Karoline retrouve son mari, gueule cassée revenue des tranchées, qui trouve un emploi dans un cirque ambulant où il dévoile sa figure reconstituée. Les agissements de Dagmar envers Karoline, la calmant de ses peurs par de l’éther à haute dose, et le mystère quant à la destination des bébés, intensifient peu à peu l’horreur de la situation. La monstruosité règne.


 


 

Cependant l’histoire est tirée de faits réels : après la guerre, dans le monde, des centaines de milliers d’enfants ont été retirés à leurs mères célibataires ; la monstruosité était bien là.

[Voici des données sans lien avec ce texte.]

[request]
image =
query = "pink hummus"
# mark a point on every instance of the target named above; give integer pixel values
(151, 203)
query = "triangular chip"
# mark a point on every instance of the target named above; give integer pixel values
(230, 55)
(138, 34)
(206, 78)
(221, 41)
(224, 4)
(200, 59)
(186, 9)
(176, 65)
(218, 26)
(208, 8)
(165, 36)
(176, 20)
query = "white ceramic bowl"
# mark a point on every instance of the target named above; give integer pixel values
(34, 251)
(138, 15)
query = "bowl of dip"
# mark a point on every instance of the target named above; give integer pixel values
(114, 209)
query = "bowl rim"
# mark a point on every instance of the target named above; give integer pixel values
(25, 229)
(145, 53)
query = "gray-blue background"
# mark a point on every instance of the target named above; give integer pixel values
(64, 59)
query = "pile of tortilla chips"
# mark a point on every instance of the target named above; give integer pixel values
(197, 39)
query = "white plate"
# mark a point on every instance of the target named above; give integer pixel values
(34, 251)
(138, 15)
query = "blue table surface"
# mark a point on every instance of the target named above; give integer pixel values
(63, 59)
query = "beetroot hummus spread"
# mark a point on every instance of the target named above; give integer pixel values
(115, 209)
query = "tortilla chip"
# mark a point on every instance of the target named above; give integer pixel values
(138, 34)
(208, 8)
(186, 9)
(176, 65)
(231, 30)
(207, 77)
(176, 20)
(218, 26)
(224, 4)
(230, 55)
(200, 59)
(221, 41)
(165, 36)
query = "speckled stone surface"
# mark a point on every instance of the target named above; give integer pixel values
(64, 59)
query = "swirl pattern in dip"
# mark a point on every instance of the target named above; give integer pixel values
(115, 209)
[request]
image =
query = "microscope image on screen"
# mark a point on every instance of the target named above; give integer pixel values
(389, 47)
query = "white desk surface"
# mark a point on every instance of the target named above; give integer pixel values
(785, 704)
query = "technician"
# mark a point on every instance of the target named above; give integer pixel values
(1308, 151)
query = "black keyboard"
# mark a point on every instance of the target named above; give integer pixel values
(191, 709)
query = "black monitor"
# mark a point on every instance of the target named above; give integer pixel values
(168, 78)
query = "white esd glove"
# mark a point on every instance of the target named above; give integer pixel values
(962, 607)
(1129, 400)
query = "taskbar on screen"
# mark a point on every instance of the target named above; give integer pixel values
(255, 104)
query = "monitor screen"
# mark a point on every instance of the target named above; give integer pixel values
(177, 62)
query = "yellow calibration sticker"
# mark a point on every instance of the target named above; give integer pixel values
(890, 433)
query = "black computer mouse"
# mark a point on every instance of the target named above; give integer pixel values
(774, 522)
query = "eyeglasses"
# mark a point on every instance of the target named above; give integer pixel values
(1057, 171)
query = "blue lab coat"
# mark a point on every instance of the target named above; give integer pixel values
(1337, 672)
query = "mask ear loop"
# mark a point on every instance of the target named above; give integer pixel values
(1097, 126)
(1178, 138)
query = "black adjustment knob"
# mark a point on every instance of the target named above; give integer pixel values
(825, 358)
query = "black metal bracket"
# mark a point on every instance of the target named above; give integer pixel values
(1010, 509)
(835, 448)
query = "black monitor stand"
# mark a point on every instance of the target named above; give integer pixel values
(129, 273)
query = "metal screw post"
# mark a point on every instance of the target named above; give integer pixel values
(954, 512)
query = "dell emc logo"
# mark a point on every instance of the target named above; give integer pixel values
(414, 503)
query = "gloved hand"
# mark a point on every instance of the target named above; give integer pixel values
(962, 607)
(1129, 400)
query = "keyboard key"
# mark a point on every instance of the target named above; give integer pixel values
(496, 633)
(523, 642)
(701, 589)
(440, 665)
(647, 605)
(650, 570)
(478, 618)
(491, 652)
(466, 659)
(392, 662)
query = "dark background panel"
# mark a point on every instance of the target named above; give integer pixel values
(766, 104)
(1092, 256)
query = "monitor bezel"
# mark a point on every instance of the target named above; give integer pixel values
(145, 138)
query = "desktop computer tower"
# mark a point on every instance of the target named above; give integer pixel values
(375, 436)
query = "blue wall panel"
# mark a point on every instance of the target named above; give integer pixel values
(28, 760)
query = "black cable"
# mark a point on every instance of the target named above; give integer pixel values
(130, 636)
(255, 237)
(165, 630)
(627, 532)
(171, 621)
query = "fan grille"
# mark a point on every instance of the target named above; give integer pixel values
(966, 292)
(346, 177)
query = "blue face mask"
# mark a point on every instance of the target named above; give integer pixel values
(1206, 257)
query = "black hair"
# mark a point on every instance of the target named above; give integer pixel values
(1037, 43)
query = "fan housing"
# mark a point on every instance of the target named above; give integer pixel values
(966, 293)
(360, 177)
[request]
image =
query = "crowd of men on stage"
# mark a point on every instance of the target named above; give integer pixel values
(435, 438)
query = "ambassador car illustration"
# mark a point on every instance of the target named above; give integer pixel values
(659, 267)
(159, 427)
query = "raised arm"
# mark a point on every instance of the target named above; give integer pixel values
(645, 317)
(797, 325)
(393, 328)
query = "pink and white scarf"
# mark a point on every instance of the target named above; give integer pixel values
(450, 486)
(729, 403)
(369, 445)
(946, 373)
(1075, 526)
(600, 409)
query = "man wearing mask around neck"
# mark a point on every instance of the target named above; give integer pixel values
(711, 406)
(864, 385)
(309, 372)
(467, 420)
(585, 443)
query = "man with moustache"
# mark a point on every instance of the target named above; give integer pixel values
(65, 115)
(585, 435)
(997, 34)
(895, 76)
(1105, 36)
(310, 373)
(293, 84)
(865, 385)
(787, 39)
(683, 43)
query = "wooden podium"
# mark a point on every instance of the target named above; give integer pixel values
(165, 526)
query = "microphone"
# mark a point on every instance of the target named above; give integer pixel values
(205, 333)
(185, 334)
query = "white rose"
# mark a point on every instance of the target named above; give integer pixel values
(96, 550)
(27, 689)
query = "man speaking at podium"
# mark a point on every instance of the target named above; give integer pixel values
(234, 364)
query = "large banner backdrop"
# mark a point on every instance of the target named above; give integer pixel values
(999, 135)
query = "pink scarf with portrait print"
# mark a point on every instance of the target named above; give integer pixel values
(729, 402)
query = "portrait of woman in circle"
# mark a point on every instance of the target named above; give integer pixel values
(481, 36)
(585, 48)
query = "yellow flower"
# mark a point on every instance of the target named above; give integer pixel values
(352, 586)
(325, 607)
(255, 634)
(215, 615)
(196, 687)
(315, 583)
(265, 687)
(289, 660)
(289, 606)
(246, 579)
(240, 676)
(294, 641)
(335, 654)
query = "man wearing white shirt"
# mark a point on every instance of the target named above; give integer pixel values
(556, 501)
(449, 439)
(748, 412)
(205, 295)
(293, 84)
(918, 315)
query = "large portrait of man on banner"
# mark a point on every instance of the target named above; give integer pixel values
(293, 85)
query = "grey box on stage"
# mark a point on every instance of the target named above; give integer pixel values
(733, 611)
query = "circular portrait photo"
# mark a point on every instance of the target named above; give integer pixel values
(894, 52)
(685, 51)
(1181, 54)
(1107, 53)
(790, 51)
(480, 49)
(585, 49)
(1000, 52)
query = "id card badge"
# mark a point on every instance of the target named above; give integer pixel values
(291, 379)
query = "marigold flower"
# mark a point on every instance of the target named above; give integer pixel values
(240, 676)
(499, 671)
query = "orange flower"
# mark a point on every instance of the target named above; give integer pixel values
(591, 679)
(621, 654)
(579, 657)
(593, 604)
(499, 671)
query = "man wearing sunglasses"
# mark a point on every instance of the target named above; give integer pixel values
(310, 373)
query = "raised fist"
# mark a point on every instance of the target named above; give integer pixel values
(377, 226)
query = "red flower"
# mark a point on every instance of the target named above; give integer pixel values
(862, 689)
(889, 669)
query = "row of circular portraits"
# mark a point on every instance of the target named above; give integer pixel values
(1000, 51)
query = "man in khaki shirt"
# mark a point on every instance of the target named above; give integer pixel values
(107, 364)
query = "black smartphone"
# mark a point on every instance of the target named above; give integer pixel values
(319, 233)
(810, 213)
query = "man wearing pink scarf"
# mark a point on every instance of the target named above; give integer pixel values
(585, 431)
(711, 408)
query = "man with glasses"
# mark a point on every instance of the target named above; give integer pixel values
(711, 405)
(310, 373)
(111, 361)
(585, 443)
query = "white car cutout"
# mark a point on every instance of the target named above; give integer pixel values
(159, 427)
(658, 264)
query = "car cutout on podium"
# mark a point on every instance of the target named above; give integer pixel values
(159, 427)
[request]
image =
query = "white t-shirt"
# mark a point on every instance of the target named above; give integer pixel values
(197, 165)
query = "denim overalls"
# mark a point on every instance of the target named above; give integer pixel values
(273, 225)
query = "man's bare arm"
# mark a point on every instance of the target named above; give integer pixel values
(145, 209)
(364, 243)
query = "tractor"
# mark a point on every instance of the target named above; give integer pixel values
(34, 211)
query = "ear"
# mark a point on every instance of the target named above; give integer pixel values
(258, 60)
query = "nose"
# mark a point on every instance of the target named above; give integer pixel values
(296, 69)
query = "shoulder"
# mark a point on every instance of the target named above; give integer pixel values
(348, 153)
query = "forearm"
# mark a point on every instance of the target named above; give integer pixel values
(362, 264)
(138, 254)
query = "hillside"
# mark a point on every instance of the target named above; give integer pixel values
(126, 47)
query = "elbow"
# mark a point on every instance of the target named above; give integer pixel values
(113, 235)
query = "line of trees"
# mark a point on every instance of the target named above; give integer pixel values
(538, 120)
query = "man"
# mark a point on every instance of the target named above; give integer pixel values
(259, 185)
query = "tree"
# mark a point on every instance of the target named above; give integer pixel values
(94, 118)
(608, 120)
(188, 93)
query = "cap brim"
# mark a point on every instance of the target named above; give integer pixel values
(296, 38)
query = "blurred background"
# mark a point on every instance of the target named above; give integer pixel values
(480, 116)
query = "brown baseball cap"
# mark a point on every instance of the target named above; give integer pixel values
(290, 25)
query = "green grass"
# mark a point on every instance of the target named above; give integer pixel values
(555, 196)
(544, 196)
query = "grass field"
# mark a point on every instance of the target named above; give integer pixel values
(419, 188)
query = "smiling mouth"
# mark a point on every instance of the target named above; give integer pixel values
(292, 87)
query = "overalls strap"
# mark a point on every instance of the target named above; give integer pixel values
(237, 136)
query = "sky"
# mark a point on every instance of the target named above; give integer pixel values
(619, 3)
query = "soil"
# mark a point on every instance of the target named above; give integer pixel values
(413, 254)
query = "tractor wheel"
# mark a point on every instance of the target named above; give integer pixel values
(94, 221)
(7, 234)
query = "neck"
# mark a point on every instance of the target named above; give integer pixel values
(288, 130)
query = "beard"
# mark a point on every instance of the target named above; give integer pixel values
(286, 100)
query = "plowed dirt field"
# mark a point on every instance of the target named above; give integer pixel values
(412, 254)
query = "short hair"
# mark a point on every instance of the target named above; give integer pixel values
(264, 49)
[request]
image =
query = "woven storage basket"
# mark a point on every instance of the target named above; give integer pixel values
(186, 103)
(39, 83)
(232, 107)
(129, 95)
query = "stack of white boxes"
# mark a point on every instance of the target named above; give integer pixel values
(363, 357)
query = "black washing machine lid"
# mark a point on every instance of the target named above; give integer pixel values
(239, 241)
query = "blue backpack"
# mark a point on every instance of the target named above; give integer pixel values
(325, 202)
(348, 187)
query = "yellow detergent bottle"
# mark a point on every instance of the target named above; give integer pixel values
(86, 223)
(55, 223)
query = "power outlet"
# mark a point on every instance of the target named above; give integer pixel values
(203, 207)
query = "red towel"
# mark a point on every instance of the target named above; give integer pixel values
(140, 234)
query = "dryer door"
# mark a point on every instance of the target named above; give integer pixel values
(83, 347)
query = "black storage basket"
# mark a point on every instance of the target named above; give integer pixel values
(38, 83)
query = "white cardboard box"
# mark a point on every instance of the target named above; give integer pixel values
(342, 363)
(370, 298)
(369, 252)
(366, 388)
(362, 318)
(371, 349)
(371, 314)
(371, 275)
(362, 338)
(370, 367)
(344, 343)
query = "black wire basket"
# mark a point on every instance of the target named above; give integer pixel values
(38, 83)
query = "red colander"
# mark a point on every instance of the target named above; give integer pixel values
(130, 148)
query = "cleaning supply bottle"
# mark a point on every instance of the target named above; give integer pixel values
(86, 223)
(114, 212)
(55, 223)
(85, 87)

Mais fallait-il pour autant affubler Karoline de tant de malédictions démonstratives au point d’être caricaturales ? Les deux actrices incarnent cependant de fortes personnalités, l’une dans l’austérité, l’autre dans la victimisation.


 


 

Dans ce drame à l’esthétique hyper réaliste, accentué d’effets fantastiques provoquant épouvante et angoisse, Magnus von Horn n’a pas osé s’engouffrer tout à fait dans le film d’horreur. En restant à la lisière, il donne un film hybride décrivant un monde de cruauté et de désespérance, qui prête au rejet ou au risible, tant parfois on ne sait plus ce que l’on est en train de voir.

Gisèle Breteau Skira
Jeune Cinéma n°430, été 2024


La Jeune Femme à l’aiguille (Pigen med nälen). Réal : Magnus von Horn ; sc : M.V.H. & Line Langebek Knudsen ; ph : Michal Dymek ; mont : Agnieszka Glińska ; mu : Frederikke Hoffmeier. Int : Vic Carmen Sonne, Trine Dyrholm, Besir Zeciri, Joachim Fjelstrup Tessa Hoder (Danemark, 2024, 115 mn).